キムラスカに来て唯一良かったと思う事は、アルビオールと言う空を飛ぶ譜業を借りられた事だ。
俺達はシェリダンへと向かい、完成したばかりのアルビオールを借りる事にした。
これで移動時間が大幅に短縮できる。アリエッタのお友達も疲れているからな。
ギンジと言う調子の良い男がパイロットとして同行してくれた。譜業オタクでディストと話が合いそうだ。

 

通常は、ひとつのセフィロトから全てを操作出来るらしいのだが、ヴァンがすまなそうに謝ってきた。
「すまん・・・シュレーの丘とザオ遺跡のセフィロトには、ちょっと小細工してしまった。プロテクトを解きに行かなくてはならん」
この時間の無いときに! と冷たい目で見られてヴァンは小さくなっている。
とりあえず崩落しかけているシュレーの丘に急いで向かい、パッセージリングの所まで辿り着いた。(こことザオ遺跡はもうイオンが封咒を解いてあった)

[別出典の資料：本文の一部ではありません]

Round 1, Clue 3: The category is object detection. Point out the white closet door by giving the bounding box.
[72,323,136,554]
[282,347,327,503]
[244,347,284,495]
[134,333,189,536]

ヴァンがユリア式封咒を解き、俺が超振動の訓練がてらパッセージリングを書き換えた。
出力を少し上げ、崩落まで時間がかかるように調整する。(計算したのはベルケンドから引っ張ってきたディストだけどな。俺は書き込んだだけだ)
ルークは自分が次にやるんだからと、食い入るように見ている。
ディストは地核の流動化を止める装置の為に、振動数を測定していた。

ザオ遺跡では今度はルークが超振動で書き換えを行った。
(・・・お前な、貴族なんだから古代イスパニア文字くらい勉強しておけよ?)

ザオ遺跡を出たところでヴァンが倒れた。ディストの診察によると、瘴気障害に罹っているらしい。
「・・・ユリア式封咒を解く事で、汚染されたフォニムを体内に取り込んでしまうのだ。このくらい覚悟の上だ」
蒼い顔でヴァンが言う。
あんた初めの計画の時から生き残るつもり無かったのか? 身を尽くすって、この事かよ。

・・・・・・・・・大馬鹿野郎。